|Name Charles Allis|
|Education Indiana University Bloomington (1978)|
Awards Japan Prize, Breakthrough Prize in Life Sciences, Gairdner Foundation International Award, Massry Prize
Similar People Michael Grunstein, Roger D Kornberg, Gary Ruvkun, Ali Shilatifard, Victor Ambros
Charles David Allis (born March 22, 1951) is an American molecular biologist, and is currently the Joy and Jack Fishman Professor and Head of the Laboratory of Chromatin Biology and Epigenetics at The Rockefeller University. In pursuit of understanding the DNA-histone protein complex and the intricate system which allows for gene activation, the Allis lab focuses on chromatin signaling via histone modifications - acetylation, methylation and phosphorylation. Allis is best known for deciphering regulatory mechanisms that impinge upon the fundamental repeating unit of chromatin. Allis was not the first one to recognize histone acetyltransferase activity (Cano, A. & Pestana, A. Purification and properties of a histone acetyltransferase from Artemia salina, highly efficient with H1 histone. Eur. J. Biochem. 97, 65–72 (1979)), but he sparked renewed interest in chromatin function. Histone acetylation as well as other modifications (methylation, phosphorilation, ubiquitination) may frame the "Histone Code" or "Epigenetic Code." While the DNA code is responsible for the sequence of RNA's and proteins, the Histone Code may ultimately be responsible for the epigenetic regulation of this genetic information. Allis discovered the critical link, through histone acetyltransferase-containing transcriptional coactivators, between targeted histone acetylation and gene-specific transcriptional activation. In further studies, he linked histone phosphorylation events to mitosis and mitogen action, established a synergy between histone phosphorylation and acetylation events and elaborated the ‘histone code hypothesis’ (and extensions thereof), one of the most highly cited theories governing epigenetics.

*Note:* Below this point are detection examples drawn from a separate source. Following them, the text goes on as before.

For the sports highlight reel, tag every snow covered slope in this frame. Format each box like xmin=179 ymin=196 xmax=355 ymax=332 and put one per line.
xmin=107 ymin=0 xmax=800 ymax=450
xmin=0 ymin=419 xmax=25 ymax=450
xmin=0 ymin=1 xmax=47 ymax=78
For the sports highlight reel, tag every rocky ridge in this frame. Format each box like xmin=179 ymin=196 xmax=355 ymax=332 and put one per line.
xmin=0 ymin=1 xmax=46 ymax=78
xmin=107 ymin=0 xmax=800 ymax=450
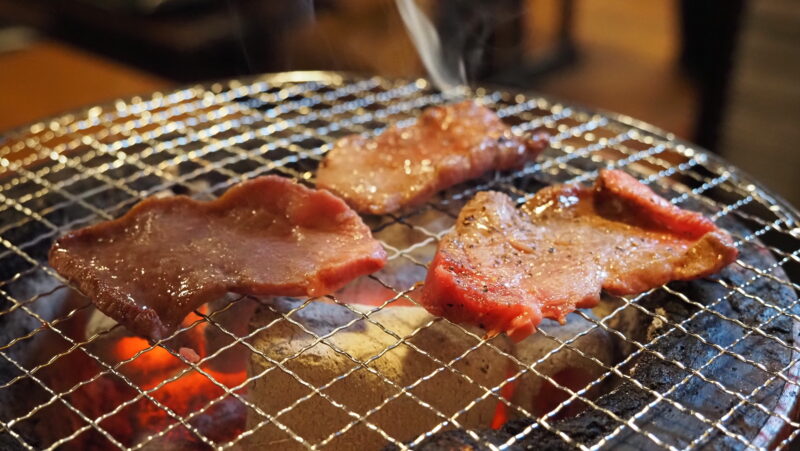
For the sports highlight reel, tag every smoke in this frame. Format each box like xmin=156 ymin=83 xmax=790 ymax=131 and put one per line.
xmin=395 ymin=0 xmax=466 ymax=96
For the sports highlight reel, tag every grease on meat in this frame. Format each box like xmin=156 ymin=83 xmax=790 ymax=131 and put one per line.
xmin=422 ymin=170 xmax=737 ymax=340
xmin=50 ymin=176 xmax=386 ymax=339
xmin=317 ymin=100 xmax=547 ymax=214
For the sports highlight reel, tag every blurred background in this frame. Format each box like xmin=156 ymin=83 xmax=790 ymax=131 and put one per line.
xmin=0 ymin=0 xmax=800 ymax=206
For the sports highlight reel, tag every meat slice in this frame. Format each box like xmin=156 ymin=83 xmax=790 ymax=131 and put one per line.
xmin=50 ymin=176 xmax=386 ymax=339
xmin=422 ymin=171 xmax=737 ymax=340
xmin=317 ymin=100 xmax=547 ymax=214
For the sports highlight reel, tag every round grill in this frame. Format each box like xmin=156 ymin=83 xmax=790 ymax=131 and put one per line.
xmin=0 ymin=72 xmax=800 ymax=449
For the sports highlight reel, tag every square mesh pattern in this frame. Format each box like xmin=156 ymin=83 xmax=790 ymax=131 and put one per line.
xmin=0 ymin=73 xmax=800 ymax=449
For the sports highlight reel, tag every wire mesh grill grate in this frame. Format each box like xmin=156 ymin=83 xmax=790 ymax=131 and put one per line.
xmin=0 ymin=73 xmax=800 ymax=449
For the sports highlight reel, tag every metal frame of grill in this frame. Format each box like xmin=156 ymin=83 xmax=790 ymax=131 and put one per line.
xmin=0 ymin=72 xmax=800 ymax=449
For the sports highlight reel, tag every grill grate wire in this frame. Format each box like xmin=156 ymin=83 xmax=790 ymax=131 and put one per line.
xmin=0 ymin=73 xmax=800 ymax=449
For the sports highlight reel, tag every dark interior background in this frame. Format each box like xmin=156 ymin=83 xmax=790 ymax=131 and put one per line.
xmin=0 ymin=0 xmax=800 ymax=205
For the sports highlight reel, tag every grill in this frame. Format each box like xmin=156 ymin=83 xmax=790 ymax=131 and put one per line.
xmin=0 ymin=72 xmax=800 ymax=449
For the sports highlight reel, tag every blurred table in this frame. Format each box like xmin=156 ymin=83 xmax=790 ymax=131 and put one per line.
xmin=0 ymin=41 xmax=167 ymax=133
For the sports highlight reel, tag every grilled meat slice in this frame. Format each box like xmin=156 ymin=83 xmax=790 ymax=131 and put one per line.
xmin=422 ymin=171 xmax=737 ymax=340
xmin=50 ymin=176 xmax=386 ymax=339
xmin=317 ymin=101 xmax=547 ymax=214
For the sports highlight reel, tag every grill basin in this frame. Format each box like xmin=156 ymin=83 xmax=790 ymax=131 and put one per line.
xmin=0 ymin=72 xmax=800 ymax=449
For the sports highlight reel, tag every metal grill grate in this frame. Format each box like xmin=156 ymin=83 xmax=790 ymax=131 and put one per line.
xmin=0 ymin=72 xmax=800 ymax=449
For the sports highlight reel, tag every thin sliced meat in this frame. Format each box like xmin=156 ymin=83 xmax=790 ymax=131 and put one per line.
xmin=317 ymin=101 xmax=547 ymax=214
xmin=50 ymin=176 xmax=386 ymax=339
xmin=422 ymin=170 xmax=737 ymax=340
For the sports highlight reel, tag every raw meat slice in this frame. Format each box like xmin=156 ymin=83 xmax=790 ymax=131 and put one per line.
xmin=422 ymin=171 xmax=737 ymax=340
xmin=317 ymin=100 xmax=548 ymax=214
xmin=50 ymin=176 xmax=386 ymax=339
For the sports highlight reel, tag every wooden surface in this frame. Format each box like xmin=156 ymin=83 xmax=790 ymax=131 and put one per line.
xmin=0 ymin=41 xmax=171 ymax=134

Recent studies suggest a new model wherein histone mutations (‘oncohistones’) represent a novel and previously unrecognized mechanism to alter epigenetic states in a variety of pathologies through inhibition of a wide range of histone methyltransferases. In turn, oncohistone mutations exert their oncogenic effect by reprogramming the cellular epigenome and transcriptome, thereby disrupting the highly coordinated epigenetic programs required for cell-specific differentiation. Implications of this research for human biology and human disease, notably cancer, are far-reaching and continuing at a remarkable pace.